Однажды он отходил вместе со своим племенем и в отходе прикрывал бронетранспортер с партийными документами. У крупной банды, которая навалилась на них, были и гранатометы, и ракеты, и даже безоткатные пушки, поэтому банде нельзя было дать развернуться, а еще лучше даже не дать высунуться из-за дувалов, и Хаджи Файзулла со своими товарищами вел снайперскую стрельбу из автоматов. Когда бронетранспортеры скрылись в горах, втянувшись по дороге за скалы, и басмачам уже было не достать их, начала свой отход и группа Хаджи Файзуллы. Отход был затяжным, занял несколько часов.

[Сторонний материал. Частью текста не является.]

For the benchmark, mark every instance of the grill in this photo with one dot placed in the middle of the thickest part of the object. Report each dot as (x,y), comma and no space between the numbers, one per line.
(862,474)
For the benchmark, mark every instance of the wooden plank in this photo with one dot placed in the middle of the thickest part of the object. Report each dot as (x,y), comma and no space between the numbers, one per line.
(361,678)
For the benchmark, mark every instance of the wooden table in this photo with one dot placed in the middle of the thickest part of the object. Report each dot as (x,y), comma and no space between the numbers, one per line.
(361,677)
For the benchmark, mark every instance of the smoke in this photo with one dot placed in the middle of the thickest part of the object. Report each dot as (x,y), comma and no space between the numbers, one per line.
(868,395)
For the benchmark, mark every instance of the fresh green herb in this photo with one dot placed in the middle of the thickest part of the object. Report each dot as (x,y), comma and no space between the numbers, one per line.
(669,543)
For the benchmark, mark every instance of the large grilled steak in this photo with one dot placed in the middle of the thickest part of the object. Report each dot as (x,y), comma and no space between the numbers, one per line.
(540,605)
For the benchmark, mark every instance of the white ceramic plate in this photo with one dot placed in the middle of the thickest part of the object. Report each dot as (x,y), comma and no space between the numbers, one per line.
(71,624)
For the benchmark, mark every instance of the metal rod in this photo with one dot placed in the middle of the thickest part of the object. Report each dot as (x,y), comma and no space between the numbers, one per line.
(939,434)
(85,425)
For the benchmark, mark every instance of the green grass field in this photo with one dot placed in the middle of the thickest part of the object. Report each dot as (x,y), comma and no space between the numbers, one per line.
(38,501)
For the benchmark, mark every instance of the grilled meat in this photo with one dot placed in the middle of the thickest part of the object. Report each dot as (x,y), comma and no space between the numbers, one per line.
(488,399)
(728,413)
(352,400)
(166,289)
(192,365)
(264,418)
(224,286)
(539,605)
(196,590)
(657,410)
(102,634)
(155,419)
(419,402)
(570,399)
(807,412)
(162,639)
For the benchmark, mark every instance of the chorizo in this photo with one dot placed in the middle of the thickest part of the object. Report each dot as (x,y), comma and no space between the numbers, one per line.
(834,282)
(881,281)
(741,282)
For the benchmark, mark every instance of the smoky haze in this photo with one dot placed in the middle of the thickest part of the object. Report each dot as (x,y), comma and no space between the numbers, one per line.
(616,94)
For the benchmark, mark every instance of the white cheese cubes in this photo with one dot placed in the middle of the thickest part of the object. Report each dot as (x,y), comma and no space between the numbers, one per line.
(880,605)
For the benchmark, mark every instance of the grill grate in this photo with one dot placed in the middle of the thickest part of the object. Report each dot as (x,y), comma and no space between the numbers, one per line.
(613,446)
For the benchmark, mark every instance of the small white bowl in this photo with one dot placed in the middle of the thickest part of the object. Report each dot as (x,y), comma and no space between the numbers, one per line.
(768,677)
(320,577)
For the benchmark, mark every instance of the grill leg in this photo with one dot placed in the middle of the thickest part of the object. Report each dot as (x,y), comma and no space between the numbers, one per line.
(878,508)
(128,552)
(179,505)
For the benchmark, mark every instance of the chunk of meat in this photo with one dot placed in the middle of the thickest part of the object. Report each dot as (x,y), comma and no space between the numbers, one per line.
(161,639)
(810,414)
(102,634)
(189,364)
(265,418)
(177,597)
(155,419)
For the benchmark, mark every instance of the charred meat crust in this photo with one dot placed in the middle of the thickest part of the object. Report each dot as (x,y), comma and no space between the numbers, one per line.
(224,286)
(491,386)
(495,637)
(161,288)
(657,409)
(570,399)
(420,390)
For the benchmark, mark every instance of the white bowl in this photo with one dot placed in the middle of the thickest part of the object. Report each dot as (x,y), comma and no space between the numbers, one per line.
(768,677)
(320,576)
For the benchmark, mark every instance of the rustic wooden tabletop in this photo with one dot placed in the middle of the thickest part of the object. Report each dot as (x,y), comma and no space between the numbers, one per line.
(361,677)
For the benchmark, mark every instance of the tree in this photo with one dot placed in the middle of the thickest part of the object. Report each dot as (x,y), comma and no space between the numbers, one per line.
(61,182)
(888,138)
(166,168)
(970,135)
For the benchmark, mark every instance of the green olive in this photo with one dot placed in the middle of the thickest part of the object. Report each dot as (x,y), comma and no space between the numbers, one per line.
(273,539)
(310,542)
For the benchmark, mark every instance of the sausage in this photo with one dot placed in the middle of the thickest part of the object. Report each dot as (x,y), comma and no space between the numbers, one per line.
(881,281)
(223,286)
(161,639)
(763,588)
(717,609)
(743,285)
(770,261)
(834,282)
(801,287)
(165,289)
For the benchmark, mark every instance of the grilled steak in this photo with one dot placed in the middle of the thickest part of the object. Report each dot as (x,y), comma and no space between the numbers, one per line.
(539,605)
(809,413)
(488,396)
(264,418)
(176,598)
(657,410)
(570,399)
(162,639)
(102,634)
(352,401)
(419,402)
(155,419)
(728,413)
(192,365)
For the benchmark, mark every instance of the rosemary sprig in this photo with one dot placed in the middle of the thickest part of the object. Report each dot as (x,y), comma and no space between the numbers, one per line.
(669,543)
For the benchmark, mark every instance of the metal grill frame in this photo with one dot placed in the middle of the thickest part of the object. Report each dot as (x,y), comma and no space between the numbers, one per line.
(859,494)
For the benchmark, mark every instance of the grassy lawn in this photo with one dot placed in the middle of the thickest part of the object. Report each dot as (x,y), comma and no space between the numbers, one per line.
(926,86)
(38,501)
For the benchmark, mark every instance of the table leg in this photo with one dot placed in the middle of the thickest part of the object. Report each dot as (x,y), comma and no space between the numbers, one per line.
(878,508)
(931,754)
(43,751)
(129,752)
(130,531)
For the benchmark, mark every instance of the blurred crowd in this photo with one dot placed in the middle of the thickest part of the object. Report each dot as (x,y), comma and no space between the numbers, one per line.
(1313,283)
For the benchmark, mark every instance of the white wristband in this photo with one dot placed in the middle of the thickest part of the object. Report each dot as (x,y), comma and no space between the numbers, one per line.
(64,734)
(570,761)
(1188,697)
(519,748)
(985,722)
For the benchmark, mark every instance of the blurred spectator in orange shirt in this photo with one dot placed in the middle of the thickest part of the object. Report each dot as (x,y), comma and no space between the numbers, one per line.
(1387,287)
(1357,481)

Много ребят осталось лежать на той каменистой дороге…

Потом была долгая осада в кишлаке Барам-Хель. В кишлаке этом жило пуштунское племя исмаиль-хель, испокон веков поддерживавшее братские отношения с племенем мандузи.

Шел бой в одном из домов. Хаджи Файзулла со своим товарищем и лейтенантом царандоя, фамилию которого он так и не узнал, находились на первом этаже, а басмачи на втором — их загнали туда после короткой яростной схватки.

Товарищи Хаджи Файзуллы хотели поджечь дом, чтобы выкурить душманов, но Хаджи Файзулла воспротивился — жалко было: вернутся хозяева, а на месте дома одни только дымящиеся головешки, поэтому медлили, вели по басмачам прицельную стрельбу, предлагали сдаться, но те сражались упрямо, не выкидывали белого флага.

Потеснили их, загнали в кухню.

В кухоньке той окошко узенькое, как бойница, стрелять удобно — стена у дома толстая, защищены басмачи хорошо, никак их не выкурить. И бьют ловко, гады, точно очень… Парень-лейтенант угодил под охлест очереди, переломился, словно перерезанный посередке, и упал. Губы его шевельнулись — наверное, этот хороший добрый парень, прощаясь с жизнью, произнес имя жены, о которой много рассказывал. Был он простым рабочим, в царандой пришел добровольно, окончил курсы, стал тураном — лейтенантом. Хаджи Файзулла попросил напарника прикрыть его огнем, сам проворно выметнулся на площадочку, где лежал лейтенант, подхватил его под мышки, отволок за стену.

Приложил ухо к груди турана. Сердце не билось. Хаджи Файзулла стиснул зубы, провел рукою по лицу убитого, под ладонью дрогнули и закрылись глаза. В груди сделалось пусто и холодно. Он подумал, что в кухне с обратной стороны обязательно должна быть отдушина. Поглядел в последний раз на лейтенанта: «Эх, парень, парень, и что бы тебе не поберечься, а? Во имя жены, во имя ребенка?..» Бесшумно прошел вдоль стены и под самой крышей увидел темный квадрат. Где находится лестница, Хаджи Файзулла знал — успел засечь в дыму и в стрельбе, как вообще привык все засекать и запоминать, — ведь неизвестно, в чью сторону повернется бой и что может пригодиться. Схватил лестницу за длинные истертые концы, подтянул к стене, поставил, вскарабкался и, чувствуя, что лестница вот-вот обломится, швырнул в черный пустой квадрат три гранаты одну за другой.

В кухне трижды рвануло. Стрельба тотчас же смолкла. Но едва напарник Хаджи Файзуллы поднялся, как выстрелы зазвучали вновь. Хаджи Файзулла добавил еще две гранаты.